In October I wrote about “How Linear’s Decline May Fuel Gaming’s Next Decade”. 9 in 10 Gen Alpha and Gen Z are game enthusiasts, according to recent research from NewZoo. I also wrote about media competition is increasingly about attention in November’s “Bo Knows Media”.
Wall Street seems to understand that capturing consumer attention and time are now the high stakes, win-or-die games for media businesses. Meanwhile, the number of scripted series for adults ordered by U.S. TV networks and streaming services tumbled 24% in the second half of 2022 compared with a year ago, and has plummeted 40% since 2019, according to Ampere Research. Also, according to the IAB, film production rates and theatrical attendance are going down. So, movies and TV series are capturing less attention.
EA CEO Andrew Wilson told the Goldman Sachs Communacopia + Technology Conference that EA currently has a player base of 600MM and growing who engage with EA one-and-a-half hours per day “playing games and connecting with their friends”, on average. On its Q3 earnings call, EA management promised investors “a new creative platform for our Sims community giving them more collaborative ways to play, create, connect, and share stories with their friends.”
So, legacy media companies looking for growth from Gen Z and Gen Alpha will struggle to compete by betting on streaming without gaming offerings (and on this point, Netflix’s aggressive move into gaming is notable).

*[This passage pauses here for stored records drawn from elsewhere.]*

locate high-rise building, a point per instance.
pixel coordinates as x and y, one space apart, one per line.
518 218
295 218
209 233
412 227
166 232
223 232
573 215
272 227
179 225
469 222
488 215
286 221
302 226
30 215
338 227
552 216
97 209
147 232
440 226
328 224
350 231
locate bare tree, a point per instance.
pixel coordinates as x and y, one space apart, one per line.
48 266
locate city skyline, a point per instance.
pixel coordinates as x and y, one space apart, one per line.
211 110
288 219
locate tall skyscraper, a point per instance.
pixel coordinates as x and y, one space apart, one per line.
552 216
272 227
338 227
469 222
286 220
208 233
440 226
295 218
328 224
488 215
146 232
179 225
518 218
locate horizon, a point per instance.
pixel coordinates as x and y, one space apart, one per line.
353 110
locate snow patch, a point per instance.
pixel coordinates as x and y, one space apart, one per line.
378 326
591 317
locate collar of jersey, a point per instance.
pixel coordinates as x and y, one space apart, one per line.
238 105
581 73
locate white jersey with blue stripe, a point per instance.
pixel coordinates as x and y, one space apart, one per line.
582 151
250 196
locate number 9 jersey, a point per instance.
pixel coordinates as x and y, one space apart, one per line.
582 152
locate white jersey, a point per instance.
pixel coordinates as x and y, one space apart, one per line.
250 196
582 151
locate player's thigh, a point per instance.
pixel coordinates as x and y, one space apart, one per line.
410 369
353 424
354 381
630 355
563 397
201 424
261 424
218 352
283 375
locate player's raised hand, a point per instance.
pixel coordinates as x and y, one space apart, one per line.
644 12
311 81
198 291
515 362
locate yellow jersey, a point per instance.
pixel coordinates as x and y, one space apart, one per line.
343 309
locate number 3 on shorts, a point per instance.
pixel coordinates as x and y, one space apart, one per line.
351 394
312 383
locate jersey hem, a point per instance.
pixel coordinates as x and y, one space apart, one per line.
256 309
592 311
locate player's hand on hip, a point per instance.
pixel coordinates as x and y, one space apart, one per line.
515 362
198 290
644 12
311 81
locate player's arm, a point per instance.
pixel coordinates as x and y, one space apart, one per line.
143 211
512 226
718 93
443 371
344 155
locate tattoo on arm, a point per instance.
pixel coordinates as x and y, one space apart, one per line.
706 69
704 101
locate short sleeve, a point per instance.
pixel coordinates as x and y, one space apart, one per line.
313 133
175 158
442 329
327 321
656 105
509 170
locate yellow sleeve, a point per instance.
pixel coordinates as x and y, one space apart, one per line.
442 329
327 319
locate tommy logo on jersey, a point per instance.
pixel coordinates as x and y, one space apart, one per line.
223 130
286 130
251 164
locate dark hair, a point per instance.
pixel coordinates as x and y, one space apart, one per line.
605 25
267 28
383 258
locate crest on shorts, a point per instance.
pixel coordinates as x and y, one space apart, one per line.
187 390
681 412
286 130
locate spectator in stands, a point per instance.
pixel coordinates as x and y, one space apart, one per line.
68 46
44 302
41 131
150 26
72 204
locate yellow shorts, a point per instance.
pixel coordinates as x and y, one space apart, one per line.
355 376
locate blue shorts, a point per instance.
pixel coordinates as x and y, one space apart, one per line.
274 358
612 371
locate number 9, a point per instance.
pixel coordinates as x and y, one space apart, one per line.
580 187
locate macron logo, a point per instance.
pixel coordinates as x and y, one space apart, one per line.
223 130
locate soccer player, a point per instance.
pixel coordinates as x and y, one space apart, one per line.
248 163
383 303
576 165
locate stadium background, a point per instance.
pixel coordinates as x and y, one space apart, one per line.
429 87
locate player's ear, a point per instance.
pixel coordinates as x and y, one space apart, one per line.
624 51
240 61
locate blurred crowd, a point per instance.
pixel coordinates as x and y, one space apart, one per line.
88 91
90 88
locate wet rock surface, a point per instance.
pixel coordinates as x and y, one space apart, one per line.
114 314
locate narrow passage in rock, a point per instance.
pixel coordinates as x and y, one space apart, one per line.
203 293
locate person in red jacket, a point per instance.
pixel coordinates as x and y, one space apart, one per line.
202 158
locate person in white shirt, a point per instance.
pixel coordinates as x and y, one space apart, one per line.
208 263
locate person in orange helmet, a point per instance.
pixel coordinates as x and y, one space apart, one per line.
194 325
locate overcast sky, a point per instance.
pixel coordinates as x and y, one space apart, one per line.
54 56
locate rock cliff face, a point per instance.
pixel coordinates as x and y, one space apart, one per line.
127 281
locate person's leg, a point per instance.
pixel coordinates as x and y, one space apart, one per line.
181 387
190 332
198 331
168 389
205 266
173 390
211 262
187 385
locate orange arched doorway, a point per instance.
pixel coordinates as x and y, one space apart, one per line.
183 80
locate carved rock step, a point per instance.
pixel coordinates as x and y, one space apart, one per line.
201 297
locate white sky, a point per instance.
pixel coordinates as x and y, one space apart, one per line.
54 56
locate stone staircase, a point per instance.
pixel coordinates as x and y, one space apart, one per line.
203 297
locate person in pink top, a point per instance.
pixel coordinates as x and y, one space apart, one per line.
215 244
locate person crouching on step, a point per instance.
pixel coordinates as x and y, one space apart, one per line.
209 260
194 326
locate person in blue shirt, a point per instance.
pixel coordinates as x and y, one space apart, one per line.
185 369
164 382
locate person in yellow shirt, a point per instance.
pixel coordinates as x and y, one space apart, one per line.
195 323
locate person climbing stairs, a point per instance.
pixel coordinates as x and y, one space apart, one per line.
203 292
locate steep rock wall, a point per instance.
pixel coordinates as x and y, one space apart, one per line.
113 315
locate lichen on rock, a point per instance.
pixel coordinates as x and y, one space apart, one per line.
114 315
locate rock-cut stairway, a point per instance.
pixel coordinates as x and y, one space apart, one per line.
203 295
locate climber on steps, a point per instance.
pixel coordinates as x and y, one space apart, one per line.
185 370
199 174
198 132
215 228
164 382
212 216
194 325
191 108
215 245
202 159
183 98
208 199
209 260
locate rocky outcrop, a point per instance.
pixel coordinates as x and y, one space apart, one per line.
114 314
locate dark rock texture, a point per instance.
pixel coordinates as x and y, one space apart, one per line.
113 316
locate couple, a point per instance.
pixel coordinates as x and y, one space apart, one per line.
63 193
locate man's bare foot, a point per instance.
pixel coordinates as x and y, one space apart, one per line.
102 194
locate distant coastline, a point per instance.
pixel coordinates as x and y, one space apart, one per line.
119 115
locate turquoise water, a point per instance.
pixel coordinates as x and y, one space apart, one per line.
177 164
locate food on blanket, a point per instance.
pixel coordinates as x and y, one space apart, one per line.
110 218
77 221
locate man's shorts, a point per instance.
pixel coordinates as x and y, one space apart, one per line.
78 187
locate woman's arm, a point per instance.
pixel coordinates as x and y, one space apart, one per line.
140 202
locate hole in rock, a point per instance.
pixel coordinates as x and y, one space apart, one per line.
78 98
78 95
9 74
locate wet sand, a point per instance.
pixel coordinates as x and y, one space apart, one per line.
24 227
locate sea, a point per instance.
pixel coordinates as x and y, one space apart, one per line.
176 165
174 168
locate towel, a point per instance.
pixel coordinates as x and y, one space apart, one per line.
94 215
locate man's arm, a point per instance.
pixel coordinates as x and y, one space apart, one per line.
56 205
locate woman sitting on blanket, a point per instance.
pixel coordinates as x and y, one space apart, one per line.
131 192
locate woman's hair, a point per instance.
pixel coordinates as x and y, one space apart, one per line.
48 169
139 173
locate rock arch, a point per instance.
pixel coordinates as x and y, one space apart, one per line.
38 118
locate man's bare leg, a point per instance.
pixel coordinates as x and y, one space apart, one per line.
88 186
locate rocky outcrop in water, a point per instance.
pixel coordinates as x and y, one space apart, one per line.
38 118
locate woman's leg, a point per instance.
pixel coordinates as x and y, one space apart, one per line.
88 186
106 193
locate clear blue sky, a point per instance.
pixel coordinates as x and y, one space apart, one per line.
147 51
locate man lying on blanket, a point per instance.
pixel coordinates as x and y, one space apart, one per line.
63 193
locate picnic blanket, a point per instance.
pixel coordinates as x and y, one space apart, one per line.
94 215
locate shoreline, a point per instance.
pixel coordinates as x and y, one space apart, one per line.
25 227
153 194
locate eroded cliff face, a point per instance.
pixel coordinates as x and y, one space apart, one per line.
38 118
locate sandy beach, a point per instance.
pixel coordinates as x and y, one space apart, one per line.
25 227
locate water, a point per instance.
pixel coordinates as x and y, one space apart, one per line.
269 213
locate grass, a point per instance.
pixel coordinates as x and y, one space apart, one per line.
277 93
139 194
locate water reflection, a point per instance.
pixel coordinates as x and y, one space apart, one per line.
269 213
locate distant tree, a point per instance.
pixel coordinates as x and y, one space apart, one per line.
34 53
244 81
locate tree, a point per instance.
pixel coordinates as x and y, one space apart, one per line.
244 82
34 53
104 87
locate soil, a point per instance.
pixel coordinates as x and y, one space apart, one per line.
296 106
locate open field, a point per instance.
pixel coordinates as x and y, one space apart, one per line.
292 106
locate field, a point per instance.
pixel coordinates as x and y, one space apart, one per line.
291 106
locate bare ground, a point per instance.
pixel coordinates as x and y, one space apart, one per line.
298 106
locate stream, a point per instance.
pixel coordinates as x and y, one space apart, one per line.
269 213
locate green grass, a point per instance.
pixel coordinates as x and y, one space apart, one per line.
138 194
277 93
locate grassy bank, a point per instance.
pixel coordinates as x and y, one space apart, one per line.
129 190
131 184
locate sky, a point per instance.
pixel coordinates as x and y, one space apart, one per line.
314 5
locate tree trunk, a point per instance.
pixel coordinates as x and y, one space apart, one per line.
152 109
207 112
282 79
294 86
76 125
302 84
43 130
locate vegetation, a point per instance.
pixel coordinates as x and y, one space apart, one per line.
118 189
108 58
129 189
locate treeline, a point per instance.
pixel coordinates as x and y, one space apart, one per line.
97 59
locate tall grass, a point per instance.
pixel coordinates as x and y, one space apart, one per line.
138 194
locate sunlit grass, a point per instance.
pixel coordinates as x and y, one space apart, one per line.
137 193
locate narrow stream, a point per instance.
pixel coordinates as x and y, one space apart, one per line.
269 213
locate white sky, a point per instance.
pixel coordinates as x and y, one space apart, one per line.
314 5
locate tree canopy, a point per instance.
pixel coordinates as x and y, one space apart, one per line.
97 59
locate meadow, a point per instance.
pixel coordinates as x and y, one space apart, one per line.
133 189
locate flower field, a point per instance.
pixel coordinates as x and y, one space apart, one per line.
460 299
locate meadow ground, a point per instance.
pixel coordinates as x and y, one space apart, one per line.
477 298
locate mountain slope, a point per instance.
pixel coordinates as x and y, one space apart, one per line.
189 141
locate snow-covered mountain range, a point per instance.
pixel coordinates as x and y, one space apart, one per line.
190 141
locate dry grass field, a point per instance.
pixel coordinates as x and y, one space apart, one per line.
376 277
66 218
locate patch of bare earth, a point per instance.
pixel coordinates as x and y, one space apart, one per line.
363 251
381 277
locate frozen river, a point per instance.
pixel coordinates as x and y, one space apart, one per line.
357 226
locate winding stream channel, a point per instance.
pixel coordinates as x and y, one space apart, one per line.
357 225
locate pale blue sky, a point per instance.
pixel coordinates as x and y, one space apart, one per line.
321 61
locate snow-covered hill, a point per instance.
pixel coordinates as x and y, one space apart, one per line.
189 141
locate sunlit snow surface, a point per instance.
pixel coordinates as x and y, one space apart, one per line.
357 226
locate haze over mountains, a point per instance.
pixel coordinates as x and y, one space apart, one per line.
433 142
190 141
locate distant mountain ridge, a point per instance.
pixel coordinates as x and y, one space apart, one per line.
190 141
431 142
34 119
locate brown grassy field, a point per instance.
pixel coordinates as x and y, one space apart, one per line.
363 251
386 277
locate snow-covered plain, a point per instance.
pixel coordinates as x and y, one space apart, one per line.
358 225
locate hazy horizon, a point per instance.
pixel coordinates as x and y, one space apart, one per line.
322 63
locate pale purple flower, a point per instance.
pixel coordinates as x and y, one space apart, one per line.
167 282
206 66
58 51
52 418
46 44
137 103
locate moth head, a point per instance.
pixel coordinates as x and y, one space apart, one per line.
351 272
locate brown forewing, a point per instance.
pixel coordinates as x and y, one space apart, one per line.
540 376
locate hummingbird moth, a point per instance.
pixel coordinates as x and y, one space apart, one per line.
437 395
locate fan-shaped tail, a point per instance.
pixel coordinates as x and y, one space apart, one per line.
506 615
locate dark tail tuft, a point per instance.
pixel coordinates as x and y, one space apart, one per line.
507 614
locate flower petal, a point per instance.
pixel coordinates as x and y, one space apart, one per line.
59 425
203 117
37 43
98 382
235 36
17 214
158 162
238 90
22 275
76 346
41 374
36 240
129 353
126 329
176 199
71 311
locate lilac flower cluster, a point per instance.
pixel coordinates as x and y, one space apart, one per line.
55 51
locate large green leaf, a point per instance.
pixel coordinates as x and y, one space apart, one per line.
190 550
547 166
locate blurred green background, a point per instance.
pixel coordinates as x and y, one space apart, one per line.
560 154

The other takeaway is one I mentioned under “Linear TV is doomed” last quarter, and which I wrote about last month in “Is AMC Networks A Canary In Cord-Cutting Coalmine?”: we’re at Peak TV, and therefore the post-production market has been running at full tilt/maxed out. What happens when (and not if) demand declines and/or productions are canceled?
As I wrote last month:
“It’s not clear what percentage of legacy media productions are built on Unity and Unreal Engine platforms, both of which are used in gaming, too. But, the implicit market dynamic is obvious: the more the supply of legacy media productions is reduced by the changing economics of the linear business and disappointing economics of streaming, the better-positioned gaming companies will be to capture some of the post-production marketplace for their 2030 objectives of producing more original titles.”
And if gaming captures that supply, that permanently reduces the supply of talented VFX designers for TV and movies. The end of Peak TV will have more repercussions in 2023 for streaming than many seem to be considering.